My wife calls me her “chess lad” ever since I re-started playing. I was part of the chess club in high school, but things were different back then. We were about a dozen filthy casuals, playing the odd game and doing a few mate in 2 puzzles once a week after school. Mr. Rosen, the math teacher, officially was in charge, but unofficially, Mr. Brown, the greatest supply teacher ever, held the reins.
I used to have this notion that the purest games of chess was played between two novices who barely knew how the pieces moved because then it was a battle of pure wits, rather than whomever memorized more lines of prep would emerge victorious. I even took a lot of pride in the fact that I had won the club’s first in-house tournament in that fashion – with zero knowledge on opening theory except on how to avoid scholar’s mate.
I now realize in retrospect how foolish I was. That’s like saying the best games of basketball are played between elementary school kids learning to dribble for the first time. Admittedly, I might have came up with that idea to protect my own fragile ego. If I beat you, it’s because my raw intellect was superior and if you beat me, you were probably some nerd who took lessons and read chess books. Ironically, after I won our one and only in-house tournament, Mr Brown gifted me a book from his own personal collection. “My Best Games of Chess” by Alexander Alekhine.
He explained to me that Alekhine was one of the greats, and the former reigning World Champion of chess. That summer, I remember trying to play through the games on my own. I had a chess set from Walmart my brother received as a birthday gift as a child that went largely unused. A pawn was missing, but a AAA battery or a penny would always be around to sub in. Replaying the games on our pink carpeted living room floors, I could never quite understand what made those games so great, despite my best efforts. I pretty much stopped playing chess afterwards, until last December – a 15 year hiatus.
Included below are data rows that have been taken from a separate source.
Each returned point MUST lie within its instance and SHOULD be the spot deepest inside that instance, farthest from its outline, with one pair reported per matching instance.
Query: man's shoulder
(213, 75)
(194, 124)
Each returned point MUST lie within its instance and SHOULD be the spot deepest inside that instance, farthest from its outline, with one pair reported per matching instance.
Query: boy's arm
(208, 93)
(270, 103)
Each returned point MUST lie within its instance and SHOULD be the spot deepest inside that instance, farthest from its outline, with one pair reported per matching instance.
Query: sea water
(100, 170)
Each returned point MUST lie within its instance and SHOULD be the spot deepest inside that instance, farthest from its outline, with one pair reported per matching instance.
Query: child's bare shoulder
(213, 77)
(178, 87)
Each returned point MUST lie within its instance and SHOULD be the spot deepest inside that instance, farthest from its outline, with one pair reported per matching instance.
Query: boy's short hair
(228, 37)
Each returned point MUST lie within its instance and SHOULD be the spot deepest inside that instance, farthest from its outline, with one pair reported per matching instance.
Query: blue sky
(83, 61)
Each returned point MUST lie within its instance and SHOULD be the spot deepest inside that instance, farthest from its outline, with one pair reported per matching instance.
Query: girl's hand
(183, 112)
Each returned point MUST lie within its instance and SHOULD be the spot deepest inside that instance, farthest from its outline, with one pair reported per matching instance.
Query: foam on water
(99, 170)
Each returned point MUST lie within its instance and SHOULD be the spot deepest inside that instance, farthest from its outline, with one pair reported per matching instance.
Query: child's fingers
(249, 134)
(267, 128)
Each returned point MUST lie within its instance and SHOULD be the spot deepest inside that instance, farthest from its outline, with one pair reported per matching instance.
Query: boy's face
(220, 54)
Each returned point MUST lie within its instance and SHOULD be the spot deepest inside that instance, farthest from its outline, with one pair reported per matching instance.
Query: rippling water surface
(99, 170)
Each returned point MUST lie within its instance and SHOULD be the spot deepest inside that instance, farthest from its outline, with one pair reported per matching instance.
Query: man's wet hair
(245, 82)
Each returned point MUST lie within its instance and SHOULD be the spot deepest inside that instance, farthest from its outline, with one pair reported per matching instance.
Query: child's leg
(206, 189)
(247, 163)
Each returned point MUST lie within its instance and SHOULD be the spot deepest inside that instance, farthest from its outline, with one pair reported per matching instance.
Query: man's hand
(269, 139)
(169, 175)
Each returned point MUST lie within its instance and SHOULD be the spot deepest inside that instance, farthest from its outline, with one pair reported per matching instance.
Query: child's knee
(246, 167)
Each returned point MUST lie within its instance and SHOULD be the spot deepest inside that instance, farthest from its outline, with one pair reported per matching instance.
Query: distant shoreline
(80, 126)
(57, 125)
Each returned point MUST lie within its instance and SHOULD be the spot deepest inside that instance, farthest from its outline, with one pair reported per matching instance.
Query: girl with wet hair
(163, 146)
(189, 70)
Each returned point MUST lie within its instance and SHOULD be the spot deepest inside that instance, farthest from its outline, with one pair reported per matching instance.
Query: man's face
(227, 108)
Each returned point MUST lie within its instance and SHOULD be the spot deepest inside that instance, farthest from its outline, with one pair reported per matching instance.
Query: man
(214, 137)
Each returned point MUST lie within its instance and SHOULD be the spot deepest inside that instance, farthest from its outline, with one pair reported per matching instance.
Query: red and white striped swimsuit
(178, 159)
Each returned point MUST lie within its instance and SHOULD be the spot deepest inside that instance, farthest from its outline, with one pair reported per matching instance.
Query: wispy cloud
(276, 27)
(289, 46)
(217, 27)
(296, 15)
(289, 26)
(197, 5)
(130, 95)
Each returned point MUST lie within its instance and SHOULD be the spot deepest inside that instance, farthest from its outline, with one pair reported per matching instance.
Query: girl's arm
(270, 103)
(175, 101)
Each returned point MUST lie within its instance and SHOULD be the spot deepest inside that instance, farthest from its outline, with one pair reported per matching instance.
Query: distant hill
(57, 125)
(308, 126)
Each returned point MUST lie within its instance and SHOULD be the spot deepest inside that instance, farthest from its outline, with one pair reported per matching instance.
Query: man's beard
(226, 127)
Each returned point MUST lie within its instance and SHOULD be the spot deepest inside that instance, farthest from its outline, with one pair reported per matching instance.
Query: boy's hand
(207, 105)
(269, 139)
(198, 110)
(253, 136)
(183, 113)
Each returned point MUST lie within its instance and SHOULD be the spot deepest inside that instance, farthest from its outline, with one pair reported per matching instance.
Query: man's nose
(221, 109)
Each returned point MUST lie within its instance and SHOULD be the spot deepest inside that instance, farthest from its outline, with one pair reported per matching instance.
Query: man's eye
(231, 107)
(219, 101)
Nowadays, the whole landscape is different because of the computer engines, and the internet and youtube. I’m grateful to be back and learning a lot. Chess is so much better when you know what the H is going on. You have grandmasters giving free lessons on youtube and twitch, chess engines to analyze and replay positions to learn from your mistakes, and millions of players around the world to play against at any given time in the palm of your hand.
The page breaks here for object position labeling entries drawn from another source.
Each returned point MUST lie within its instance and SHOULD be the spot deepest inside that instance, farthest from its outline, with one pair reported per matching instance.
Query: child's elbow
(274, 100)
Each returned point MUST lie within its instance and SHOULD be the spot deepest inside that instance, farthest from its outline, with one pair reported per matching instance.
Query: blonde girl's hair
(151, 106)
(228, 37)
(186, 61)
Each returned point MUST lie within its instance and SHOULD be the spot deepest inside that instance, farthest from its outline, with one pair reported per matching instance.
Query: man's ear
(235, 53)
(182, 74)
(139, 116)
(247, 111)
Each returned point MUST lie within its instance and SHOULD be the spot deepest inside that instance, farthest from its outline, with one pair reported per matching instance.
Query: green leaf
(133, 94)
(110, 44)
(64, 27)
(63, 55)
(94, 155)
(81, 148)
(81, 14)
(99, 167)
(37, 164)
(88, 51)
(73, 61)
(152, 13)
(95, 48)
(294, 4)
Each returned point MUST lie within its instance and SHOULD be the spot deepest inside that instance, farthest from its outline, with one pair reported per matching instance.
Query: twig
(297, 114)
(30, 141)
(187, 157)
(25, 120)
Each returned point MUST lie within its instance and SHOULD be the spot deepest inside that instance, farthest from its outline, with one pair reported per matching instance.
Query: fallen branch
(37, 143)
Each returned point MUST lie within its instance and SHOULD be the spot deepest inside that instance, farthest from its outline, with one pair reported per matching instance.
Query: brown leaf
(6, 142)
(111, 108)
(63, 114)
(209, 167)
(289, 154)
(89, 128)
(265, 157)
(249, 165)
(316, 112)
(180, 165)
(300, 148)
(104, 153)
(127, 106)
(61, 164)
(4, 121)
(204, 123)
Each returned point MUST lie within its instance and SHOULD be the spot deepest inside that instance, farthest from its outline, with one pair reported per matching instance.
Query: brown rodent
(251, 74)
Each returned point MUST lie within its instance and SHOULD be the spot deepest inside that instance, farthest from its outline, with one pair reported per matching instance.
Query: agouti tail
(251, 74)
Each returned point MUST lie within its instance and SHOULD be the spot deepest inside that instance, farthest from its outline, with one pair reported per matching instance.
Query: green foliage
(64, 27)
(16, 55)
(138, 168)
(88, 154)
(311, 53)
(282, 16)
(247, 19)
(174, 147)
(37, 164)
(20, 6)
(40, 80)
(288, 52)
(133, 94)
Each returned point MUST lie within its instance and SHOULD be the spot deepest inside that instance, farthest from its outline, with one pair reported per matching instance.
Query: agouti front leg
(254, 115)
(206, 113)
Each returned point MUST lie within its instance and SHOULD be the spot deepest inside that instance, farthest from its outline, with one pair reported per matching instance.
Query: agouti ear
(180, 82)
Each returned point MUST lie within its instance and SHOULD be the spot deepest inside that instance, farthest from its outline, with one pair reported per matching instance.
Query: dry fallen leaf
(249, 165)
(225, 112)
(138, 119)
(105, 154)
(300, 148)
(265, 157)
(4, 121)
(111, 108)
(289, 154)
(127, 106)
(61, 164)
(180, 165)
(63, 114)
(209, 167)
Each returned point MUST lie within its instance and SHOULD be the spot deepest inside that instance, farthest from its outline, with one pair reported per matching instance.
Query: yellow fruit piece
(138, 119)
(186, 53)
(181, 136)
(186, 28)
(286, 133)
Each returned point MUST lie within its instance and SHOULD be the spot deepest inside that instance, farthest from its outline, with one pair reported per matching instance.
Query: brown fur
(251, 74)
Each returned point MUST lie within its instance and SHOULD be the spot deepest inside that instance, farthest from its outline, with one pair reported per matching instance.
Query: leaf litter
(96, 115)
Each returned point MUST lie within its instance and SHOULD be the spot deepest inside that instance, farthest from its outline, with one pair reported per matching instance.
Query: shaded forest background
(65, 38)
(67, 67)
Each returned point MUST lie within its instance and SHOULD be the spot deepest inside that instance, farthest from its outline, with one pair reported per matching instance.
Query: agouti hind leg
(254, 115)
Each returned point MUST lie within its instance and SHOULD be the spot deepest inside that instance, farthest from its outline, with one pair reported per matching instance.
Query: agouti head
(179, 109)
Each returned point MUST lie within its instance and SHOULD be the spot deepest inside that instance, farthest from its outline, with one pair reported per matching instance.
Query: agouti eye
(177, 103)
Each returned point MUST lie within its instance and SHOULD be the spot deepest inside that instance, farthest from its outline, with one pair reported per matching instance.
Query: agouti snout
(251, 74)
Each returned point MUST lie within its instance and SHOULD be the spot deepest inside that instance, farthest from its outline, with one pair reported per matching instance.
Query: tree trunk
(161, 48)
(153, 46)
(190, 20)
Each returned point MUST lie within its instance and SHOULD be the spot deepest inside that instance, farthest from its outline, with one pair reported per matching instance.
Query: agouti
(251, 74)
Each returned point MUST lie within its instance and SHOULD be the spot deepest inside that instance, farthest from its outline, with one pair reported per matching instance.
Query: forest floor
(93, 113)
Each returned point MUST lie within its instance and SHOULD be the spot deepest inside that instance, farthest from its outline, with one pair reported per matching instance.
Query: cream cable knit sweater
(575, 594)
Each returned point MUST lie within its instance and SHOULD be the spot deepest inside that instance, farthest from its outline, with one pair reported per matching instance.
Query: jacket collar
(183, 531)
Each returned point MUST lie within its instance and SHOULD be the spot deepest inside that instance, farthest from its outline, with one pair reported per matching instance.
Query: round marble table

Right now, my goal is just to get good enough to surprise my cousin’s son. He’s another chess fiend in the family, having taken years of lessons and played in many tournaments. We played when he was 9 years old and I barely squeaked out a victory. Now he’s just started high school and I hope to dear god I can at least keep up. Being middle aged is just about trying to defy father time by making kids think you’re cool and can still hang.